Norfolk Terrace, Day 54. Just a Bad Day
The day came to a sour end, missed skype time, feeling behind for not being done with Great Expectations and not beginning a 700-page novel for next week, seminar this morning reminded me why I miss Berkeley discussions. And I only spent another 3 hours on the final draft of the monologue.
(Side-note: There was definitely an amazing moment as I took Sierra’s and my good running/Berkeley English/rhetoric Kathleen’s critiques and understood my own writing as an object of literary analysis. An adverb at the end of the sentence caused unnecessary delay in flow. The word “personified” read too much into my construction of a metaphor. I was in awe at the outside perspective looking in.)

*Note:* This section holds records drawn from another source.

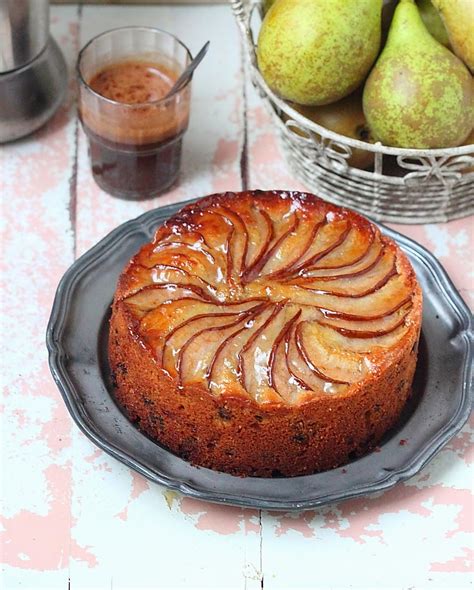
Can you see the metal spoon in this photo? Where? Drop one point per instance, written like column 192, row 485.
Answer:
column 188, row 72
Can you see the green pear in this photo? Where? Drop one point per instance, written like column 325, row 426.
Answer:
column 433, row 21
column 347, row 118
column 267, row 4
column 314, row 52
column 458, row 18
column 419, row 94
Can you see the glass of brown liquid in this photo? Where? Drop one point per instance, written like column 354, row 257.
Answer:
column 134, row 125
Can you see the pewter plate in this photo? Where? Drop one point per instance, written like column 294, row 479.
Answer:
column 77, row 343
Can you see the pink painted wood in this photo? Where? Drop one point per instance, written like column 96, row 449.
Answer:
column 71, row 514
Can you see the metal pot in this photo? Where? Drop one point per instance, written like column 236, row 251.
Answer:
column 33, row 73
column 24, row 32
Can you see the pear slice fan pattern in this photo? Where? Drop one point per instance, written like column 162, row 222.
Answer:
column 266, row 318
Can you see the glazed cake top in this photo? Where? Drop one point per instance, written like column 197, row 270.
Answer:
column 275, row 295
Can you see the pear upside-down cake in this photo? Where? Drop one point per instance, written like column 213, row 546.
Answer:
column 266, row 333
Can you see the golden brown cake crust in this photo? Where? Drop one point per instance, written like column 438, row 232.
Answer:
column 262, row 359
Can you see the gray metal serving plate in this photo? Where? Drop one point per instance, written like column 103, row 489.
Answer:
column 77, row 344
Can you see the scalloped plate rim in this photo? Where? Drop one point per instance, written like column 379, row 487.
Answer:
column 141, row 224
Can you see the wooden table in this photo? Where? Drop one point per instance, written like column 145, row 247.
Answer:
column 73, row 515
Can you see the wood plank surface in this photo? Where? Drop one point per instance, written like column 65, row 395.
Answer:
column 74, row 518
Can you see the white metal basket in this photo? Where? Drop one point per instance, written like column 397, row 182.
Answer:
column 420, row 186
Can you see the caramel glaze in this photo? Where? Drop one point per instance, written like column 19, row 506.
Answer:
column 271, row 304
column 307, row 260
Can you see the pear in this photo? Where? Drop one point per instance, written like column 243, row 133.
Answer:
column 347, row 118
column 314, row 52
column 418, row 95
column 267, row 4
column 458, row 18
column 433, row 21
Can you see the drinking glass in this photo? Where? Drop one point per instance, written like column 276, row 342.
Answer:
column 135, row 149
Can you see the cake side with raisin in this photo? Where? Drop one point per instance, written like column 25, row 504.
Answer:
column 265, row 333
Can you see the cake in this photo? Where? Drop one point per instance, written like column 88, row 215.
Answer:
column 266, row 333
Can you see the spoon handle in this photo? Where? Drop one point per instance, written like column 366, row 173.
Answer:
column 188, row 72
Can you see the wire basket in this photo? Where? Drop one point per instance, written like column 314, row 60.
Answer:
column 405, row 185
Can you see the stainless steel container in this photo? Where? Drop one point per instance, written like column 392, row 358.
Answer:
column 33, row 73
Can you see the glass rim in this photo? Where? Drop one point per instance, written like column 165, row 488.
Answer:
column 138, row 104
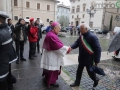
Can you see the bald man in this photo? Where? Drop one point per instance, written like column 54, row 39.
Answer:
column 89, row 52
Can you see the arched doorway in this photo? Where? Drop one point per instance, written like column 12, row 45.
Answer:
column 77, row 23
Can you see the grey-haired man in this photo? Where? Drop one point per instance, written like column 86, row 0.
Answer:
column 89, row 52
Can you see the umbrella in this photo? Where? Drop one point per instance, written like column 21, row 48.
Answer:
column 115, row 43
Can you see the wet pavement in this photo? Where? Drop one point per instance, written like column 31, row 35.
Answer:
column 109, row 82
column 29, row 74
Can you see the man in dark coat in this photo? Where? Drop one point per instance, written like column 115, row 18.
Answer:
column 20, row 38
column 33, row 38
column 5, row 52
column 39, row 34
column 86, row 56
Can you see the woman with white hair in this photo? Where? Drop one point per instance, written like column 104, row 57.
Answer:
column 89, row 52
column 52, row 58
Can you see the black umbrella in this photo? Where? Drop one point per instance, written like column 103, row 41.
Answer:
column 115, row 43
column 97, row 70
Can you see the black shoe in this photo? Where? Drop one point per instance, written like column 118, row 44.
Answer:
column 23, row 59
column 74, row 84
column 95, row 83
column 13, row 79
column 31, row 58
column 54, row 85
column 35, row 56
column 17, row 62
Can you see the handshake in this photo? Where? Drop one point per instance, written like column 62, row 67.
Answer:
column 69, row 50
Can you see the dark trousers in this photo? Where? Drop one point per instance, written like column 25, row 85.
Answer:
column 4, row 85
column 117, row 52
column 32, row 46
column 38, row 45
column 79, row 73
column 9, row 79
column 19, row 48
column 8, row 83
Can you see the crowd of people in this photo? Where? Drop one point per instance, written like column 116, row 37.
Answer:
column 53, row 50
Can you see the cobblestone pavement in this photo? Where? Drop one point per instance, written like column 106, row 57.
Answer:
column 109, row 82
column 29, row 75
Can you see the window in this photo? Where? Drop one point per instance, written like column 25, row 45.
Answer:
column 28, row 4
column 38, row 5
column 15, row 17
column 72, row 16
column 15, row 2
column 48, row 7
column 83, row 15
column 47, row 20
column 27, row 17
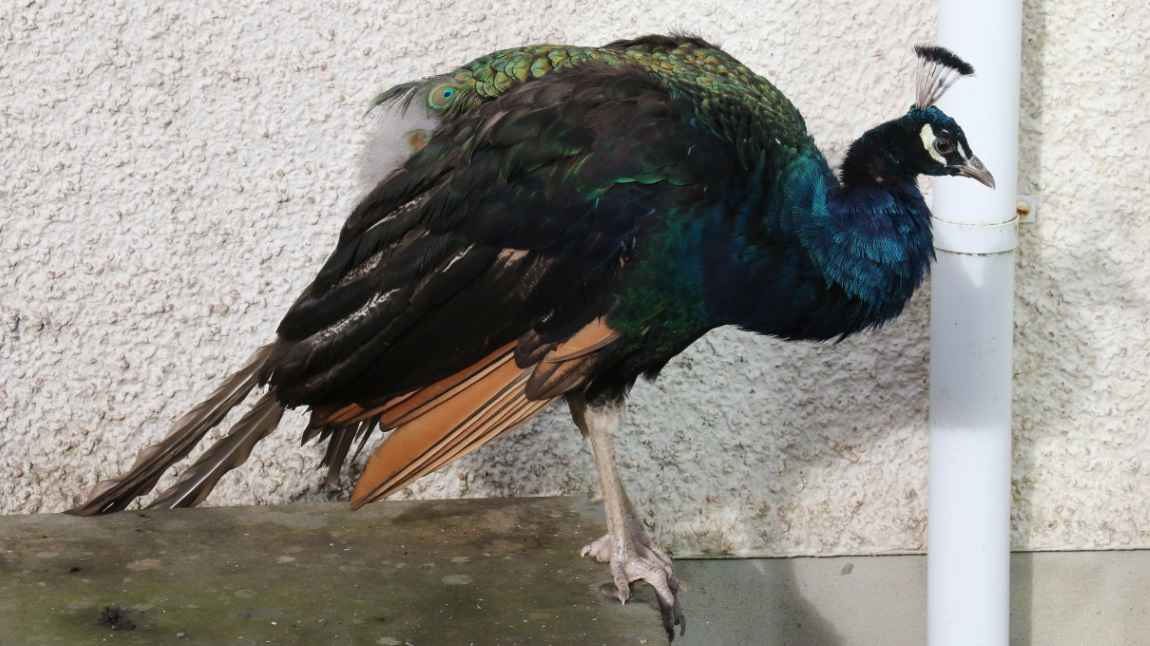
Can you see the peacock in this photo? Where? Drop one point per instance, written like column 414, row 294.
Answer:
column 552, row 222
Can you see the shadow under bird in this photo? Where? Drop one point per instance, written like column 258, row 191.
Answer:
column 552, row 222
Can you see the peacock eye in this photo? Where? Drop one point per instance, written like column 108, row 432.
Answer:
column 944, row 146
column 442, row 95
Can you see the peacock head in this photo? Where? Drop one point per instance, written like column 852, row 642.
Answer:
column 938, row 146
column 944, row 150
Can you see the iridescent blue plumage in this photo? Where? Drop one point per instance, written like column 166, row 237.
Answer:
column 552, row 222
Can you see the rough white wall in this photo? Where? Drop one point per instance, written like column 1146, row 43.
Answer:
column 170, row 177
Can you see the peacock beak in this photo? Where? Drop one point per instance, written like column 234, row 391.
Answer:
column 974, row 168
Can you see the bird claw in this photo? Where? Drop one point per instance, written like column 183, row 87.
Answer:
column 643, row 561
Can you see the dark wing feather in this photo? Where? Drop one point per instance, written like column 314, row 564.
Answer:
column 518, row 223
column 519, row 216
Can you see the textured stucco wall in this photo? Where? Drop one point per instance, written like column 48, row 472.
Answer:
column 173, row 176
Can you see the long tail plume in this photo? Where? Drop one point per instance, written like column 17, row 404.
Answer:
column 116, row 493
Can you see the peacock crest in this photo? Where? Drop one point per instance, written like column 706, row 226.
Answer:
column 938, row 69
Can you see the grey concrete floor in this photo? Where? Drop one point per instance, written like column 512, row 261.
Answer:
column 488, row 573
column 1057, row 599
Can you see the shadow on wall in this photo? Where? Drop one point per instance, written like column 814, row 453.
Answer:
column 750, row 602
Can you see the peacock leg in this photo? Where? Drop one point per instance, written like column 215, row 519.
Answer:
column 627, row 547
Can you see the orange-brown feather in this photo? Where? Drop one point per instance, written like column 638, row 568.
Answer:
column 447, row 420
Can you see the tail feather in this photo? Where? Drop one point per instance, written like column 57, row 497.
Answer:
column 197, row 482
column 116, row 493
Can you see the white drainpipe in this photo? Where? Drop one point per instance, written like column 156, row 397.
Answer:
column 971, row 337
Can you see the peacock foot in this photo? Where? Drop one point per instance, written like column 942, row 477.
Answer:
column 638, row 559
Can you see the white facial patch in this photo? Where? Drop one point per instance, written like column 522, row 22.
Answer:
column 928, row 138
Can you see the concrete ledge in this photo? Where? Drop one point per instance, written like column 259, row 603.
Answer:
column 421, row 573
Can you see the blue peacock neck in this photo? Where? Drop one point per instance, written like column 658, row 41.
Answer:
column 868, row 247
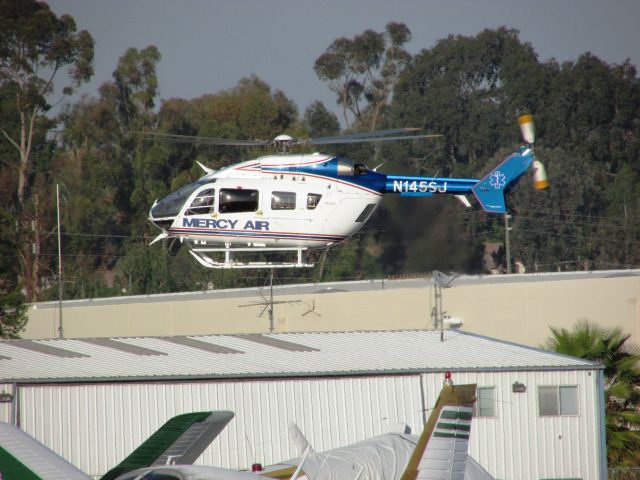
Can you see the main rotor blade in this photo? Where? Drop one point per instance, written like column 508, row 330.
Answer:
column 371, row 134
column 337, row 140
column 192, row 139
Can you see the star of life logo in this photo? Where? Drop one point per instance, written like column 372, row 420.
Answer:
column 497, row 180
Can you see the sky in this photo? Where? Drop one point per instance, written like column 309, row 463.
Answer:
column 209, row 45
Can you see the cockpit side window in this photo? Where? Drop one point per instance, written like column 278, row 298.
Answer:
column 203, row 203
column 345, row 168
column 237, row 200
column 313, row 199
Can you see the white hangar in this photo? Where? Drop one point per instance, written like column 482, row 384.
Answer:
column 93, row 400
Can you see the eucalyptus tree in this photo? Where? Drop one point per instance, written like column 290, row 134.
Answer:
column 39, row 51
column 362, row 72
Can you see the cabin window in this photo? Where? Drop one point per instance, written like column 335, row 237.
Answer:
column 203, row 203
column 558, row 400
column 345, row 168
column 237, row 200
column 313, row 199
column 485, row 405
column 283, row 200
column 360, row 169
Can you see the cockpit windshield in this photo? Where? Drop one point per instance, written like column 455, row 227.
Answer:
column 171, row 205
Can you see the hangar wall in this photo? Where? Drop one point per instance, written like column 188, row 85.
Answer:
column 518, row 308
column 96, row 425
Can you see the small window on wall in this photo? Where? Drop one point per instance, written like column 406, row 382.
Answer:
column 203, row 203
column 283, row 201
column 485, row 405
column 313, row 199
column 237, row 200
column 558, row 400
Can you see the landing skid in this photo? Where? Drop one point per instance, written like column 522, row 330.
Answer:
column 230, row 262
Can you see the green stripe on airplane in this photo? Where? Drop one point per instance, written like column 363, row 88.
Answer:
column 452, row 414
column 454, row 426
column 156, row 444
column 461, row 435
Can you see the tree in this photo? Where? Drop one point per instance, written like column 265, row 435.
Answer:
column 319, row 121
column 622, row 383
column 35, row 46
column 365, row 67
column 13, row 310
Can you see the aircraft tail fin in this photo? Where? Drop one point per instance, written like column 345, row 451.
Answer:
column 22, row 457
column 181, row 440
column 441, row 452
column 490, row 190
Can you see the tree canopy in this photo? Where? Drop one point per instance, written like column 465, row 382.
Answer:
column 621, row 360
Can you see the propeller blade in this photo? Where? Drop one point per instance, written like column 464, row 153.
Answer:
column 162, row 236
column 371, row 134
column 195, row 140
column 527, row 128
column 347, row 139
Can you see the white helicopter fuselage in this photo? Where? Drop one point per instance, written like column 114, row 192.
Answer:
column 301, row 202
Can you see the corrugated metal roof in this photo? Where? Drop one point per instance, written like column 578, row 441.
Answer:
column 316, row 354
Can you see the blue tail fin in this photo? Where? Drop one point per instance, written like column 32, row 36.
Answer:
column 490, row 190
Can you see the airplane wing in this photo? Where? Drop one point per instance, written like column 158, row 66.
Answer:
column 441, row 452
column 181, row 441
column 22, row 457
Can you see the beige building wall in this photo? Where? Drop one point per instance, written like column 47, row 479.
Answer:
column 518, row 308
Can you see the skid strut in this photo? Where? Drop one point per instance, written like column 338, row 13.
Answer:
column 200, row 254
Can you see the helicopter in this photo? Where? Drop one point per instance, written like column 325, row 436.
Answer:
column 292, row 203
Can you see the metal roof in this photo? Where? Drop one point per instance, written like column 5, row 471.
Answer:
column 269, row 355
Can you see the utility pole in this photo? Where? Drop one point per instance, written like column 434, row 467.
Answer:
column 506, row 241
column 440, row 281
column 60, row 329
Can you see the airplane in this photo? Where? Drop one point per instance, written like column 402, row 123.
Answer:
column 439, row 453
column 295, row 202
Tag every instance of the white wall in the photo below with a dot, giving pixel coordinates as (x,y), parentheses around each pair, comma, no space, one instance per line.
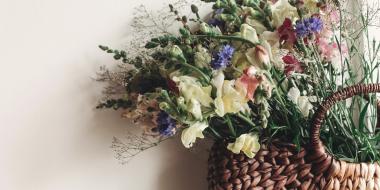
(51,138)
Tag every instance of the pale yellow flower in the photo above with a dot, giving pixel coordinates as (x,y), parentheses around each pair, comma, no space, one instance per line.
(283,9)
(257,25)
(194,107)
(246,143)
(302,102)
(190,135)
(249,33)
(229,99)
(259,57)
(189,88)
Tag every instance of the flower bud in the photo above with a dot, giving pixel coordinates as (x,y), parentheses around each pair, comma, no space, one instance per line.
(205,28)
(262,56)
(175,51)
(194,8)
(181,103)
(164,106)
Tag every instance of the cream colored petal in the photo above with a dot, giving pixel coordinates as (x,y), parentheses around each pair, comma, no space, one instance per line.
(189,135)
(249,33)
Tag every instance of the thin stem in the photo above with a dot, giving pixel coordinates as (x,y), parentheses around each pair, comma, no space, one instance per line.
(230,126)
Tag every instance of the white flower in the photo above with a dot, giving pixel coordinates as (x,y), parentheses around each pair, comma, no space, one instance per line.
(283,9)
(259,56)
(194,107)
(202,57)
(190,88)
(229,99)
(293,95)
(189,135)
(249,33)
(257,25)
(247,143)
(302,102)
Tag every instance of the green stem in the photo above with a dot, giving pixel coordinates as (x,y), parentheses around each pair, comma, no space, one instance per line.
(229,123)
(206,78)
(222,37)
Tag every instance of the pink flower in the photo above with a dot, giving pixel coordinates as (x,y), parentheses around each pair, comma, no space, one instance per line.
(287,33)
(330,50)
(291,65)
(332,14)
(249,82)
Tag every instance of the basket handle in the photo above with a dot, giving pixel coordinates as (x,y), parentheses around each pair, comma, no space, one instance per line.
(320,115)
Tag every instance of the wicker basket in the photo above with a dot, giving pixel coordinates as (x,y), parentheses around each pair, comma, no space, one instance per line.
(280,166)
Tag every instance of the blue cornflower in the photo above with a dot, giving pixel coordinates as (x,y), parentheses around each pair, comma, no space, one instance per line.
(165,124)
(223,58)
(308,26)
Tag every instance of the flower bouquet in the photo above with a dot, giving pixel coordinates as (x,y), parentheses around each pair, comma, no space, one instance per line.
(260,77)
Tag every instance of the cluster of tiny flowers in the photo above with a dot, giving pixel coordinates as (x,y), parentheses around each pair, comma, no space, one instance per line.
(308,26)
(223,58)
(165,124)
(215,21)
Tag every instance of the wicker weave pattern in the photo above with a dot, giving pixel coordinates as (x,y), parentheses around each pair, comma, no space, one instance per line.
(281,166)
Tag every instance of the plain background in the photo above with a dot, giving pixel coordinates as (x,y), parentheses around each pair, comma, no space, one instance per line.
(51,136)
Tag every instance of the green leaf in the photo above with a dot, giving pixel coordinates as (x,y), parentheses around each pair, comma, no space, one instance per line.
(362,117)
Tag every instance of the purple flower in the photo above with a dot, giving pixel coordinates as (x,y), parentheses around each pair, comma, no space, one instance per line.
(215,22)
(165,124)
(223,58)
(308,26)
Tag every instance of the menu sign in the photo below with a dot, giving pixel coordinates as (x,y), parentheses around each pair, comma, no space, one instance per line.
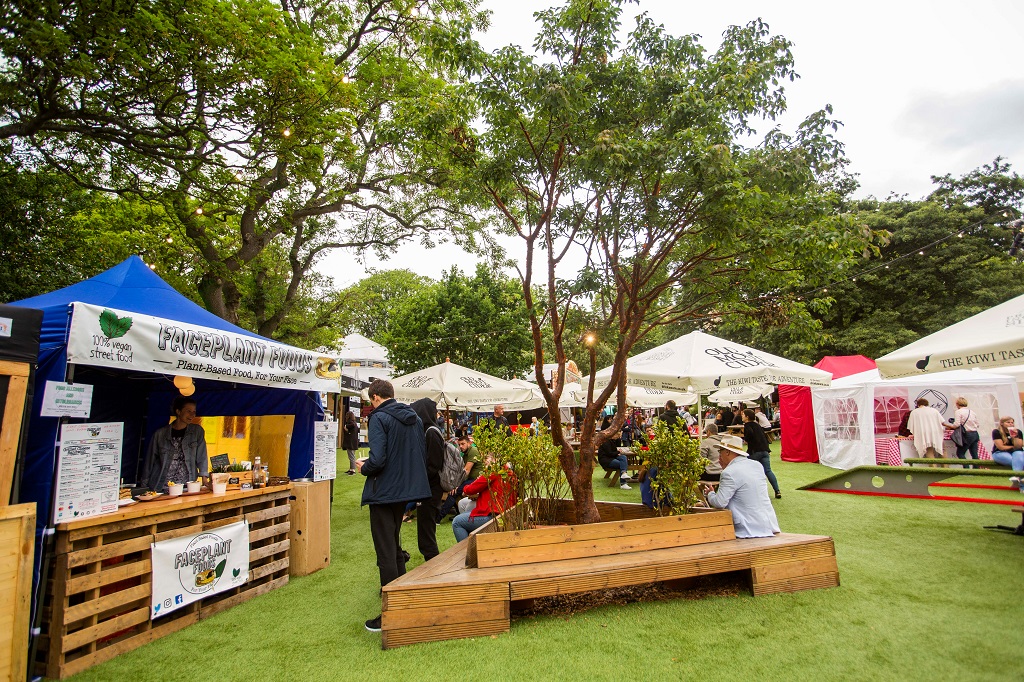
(325,451)
(88,470)
(67,400)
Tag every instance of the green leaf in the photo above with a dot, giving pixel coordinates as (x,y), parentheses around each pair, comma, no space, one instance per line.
(112,326)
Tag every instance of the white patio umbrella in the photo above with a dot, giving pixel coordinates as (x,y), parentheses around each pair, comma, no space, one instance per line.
(452,385)
(740,393)
(701,363)
(990,339)
(636,396)
(536,400)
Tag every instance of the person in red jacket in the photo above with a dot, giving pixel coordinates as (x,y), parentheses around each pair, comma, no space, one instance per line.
(497,494)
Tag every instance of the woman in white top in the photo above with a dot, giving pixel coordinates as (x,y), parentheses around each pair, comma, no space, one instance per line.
(967,419)
(926,425)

It’s the unfortunate part of time—that I end a day that had such a beautiful sunny atmosphere with a torrent of darkness. There were picnics, football games on the lawn, drinking and hanging out in the square, at the pub too. But I declined the tempting offer to hang with Collins and Stef and instead I steamrolled (well, actually that’s ironic because I always edit in the last stages of a paper with a fine tooth comb, every word considered) out that monologue for submission. It’s curious. I am a very odd breed of student: a procrastinating perfectionist, as I term it. I’m not bragging—it sucks. I perpetually feel behind.
…2 hours later and the skype ends good. I still have to call this a bad day because the skype ended at 2, after midnight. And Vinnie left me for a four-day trip in Paris. What will happen this weekend, who knows.